Kinetics of biomass production (B_Wc) obtained at the optimal experimental condition, using a supplemented fermentation substrate (SFS) (For interpretation of the references to color in this figure, the reader is referred to the web version of this article.).

The behavior of the growth kinetics of W. cibaria obtained under the optimal process conditions was similar to the kinetics obtained when the commercial substrate (MRS) was used [22]. Although, the absence of an adaptation phase was observed (Fig. 5), which indicates the easy and rapid adaptation of W. cibaria in the SFS. This is attributed to the previous adaptation that the bacteria had in the preparation phase for the fermentation inoculum. Furthermore, the optimal process conditions allowed for improved cell production (3.16 ± 0.19 g L⁻¹) compared when SFS was used in reference conditions (T = 36 °C, pH = 6, SS = 100 rpm) (2.93 ± 0.03 g L⁻¹) [22]. This highest cell growth occurred during the exponential phase (10 h). Next, an asymptotic behavior was identified, and this defined the stationary phase, as well as a B_Wc corresponding to 3.13 ± 0.05 (g L⁻¹). The easy adaptation of W. cibaria in SFS is attributed to the fact that the substrate was specifically formulated to meet the nutritional requirements (macronutrients and micronutrients of W. cibaria).

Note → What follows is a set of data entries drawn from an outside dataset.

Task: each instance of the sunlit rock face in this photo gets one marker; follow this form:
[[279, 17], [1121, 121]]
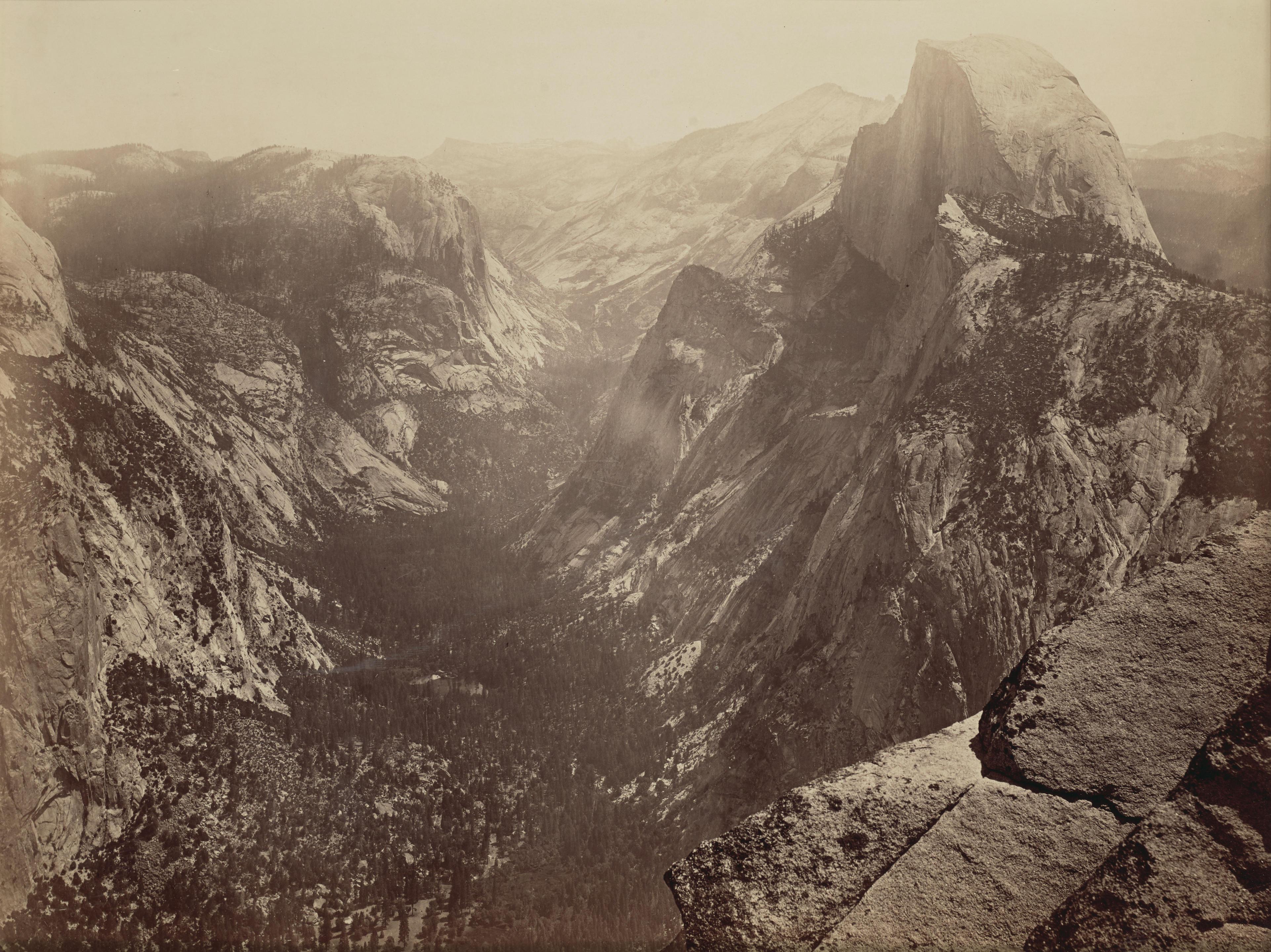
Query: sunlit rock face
[[983, 420], [986, 116], [613, 252], [1113, 795], [159, 445]]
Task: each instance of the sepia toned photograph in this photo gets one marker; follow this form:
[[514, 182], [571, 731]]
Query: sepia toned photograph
[[665, 476]]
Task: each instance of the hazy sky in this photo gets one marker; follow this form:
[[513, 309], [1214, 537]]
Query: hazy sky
[[398, 78]]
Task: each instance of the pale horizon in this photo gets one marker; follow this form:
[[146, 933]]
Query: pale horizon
[[397, 79]]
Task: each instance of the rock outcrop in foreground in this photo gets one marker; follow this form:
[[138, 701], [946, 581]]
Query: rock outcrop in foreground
[[987, 116], [1087, 810], [848, 492]]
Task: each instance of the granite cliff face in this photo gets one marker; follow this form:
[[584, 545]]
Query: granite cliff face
[[1109, 808], [407, 323], [987, 116], [162, 452], [960, 436]]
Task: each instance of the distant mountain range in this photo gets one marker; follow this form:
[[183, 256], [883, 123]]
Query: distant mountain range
[[609, 229]]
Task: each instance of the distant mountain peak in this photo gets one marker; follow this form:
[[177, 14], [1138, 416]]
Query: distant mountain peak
[[988, 115]]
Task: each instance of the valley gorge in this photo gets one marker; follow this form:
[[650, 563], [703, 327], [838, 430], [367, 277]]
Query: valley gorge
[[856, 515]]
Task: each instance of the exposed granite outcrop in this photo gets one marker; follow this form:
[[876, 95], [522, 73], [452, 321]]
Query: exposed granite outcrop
[[1007, 863], [159, 445], [374, 265], [932, 473], [831, 839], [1197, 874], [986, 116]]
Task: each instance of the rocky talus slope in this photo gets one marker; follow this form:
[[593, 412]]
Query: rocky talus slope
[[407, 323], [849, 490], [161, 454], [992, 115], [1114, 795]]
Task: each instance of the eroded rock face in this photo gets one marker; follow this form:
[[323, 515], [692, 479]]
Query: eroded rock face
[[711, 344], [979, 860], [936, 471], [157, 439], [1197, 872], [375, 266], [986, 116], [831, 841], [1072, 716], [1000, 861]]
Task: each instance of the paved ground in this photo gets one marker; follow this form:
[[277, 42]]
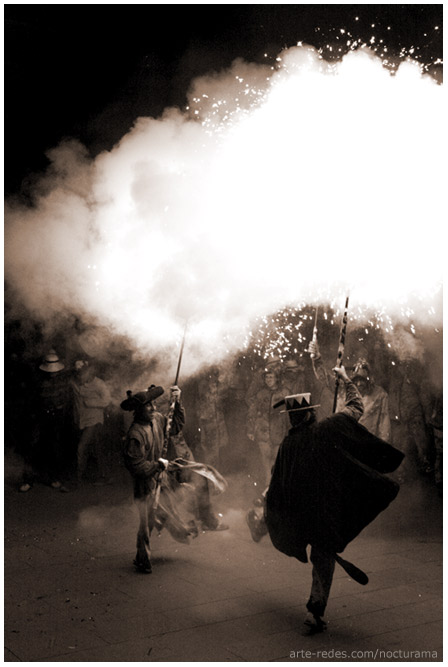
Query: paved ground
[[71, 594]]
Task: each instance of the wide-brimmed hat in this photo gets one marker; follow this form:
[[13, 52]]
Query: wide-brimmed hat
[[296, 402], [136, 401], [361, 370], [51, 363]]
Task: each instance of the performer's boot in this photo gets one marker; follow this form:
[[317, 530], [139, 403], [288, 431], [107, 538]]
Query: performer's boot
[[142, 562], [313, 624]]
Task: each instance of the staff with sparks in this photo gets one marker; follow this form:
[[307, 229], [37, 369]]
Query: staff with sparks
[[341, 349]]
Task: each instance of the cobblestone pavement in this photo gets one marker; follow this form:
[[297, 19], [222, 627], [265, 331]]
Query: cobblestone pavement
[[71, 594]]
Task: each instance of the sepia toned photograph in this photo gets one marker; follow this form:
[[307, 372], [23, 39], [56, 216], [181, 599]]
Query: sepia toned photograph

On the other hand, the evaluation of the μ obtained to the optimal experimental condition and using the order 1 and logistic models, presented the following results: μ₁ = 0.24 h⁻¹ and μ₂ = 0.28 h⁻¹, behavior similar to that described for all experiments (μ₁ > μ₂). Additionally, the assessment of the R² for the two models reported values of 0.90 and 0.99, respectively. These values were similar to those achieved for the 15 treatments in the statistical design, which guarantees an acceptable prediction of the model of order 1 and excellent in the logistic model.

3.4. Morphology of W. cibaria biomass

The product of the fermentation process consists of W. cibaria biomass and SFS (Fig. 5). Before using the strain, its purity is checked by the following tests: (1) ability to assimilate aniline blue. (2) Morphology of the cells by Gram staining under optical microscope. (3) Biochemical tests by API 50 CHL Kit (positive values for Amygdalin, Arbutin, Esculin, Salicin, Cellobiose, Maltose and Sucrose, and Catalase negative). (4) LA production (range 11 to 12 g l-1 during 12 h) and (5) Antimicrobial activity [19,39,41]. Micrograph (A) shows Gram positive stained bacteria and micrograph (B) shows a large amount of agglomerated biomass and in its characteristic bacilli form (Fig. 6).

Fig. 6.

(A) Micrograph in wet biomass of W. cibaria using optical microscopy at 100X magnification. (B) Micrograph in dry biomass of W. cibaria using scanning electron microscopy.

4. Conclusions

The research allowed for experimental optimization of W. cibaria reproduction and viability, showing that the temperature and stirring speed independent variables had a greater influence on the fermentation process. The non-extreme conditions of temperature and higher stirring speed allowed for greater use of the substrate and metabolic efficiency of W. cibaria, which was reflected in the results obtained in yield and volumetric productivity. It was evidenced that the SFS formulated based on pineapple and sacha inchi wastes provided the macronutrients (C and N₂) and micronutrients (Na, NH₃, K₂, and Mg) necessary for effective cell reproduction. Therefore, it is inferred that the use of agroindustrial waste as fermentation substrates is an excellent alternative for optimizing probiotic production processes, contributing positively to environmental impacts and, in effect, to the circular economy.

Funding statement

The authors thank Minscience (Development and industrial scaling of innovative, practical, and functional foods from pineapple pulp, peel, and leaf as a strategy to improve the competitiveness of the agrocadena-808) for financing this research project.

Declaration of Competing Interest

The authors declare that they have no known competing financial interests or personal relationships that could have appeared to influence the work reported in this paper.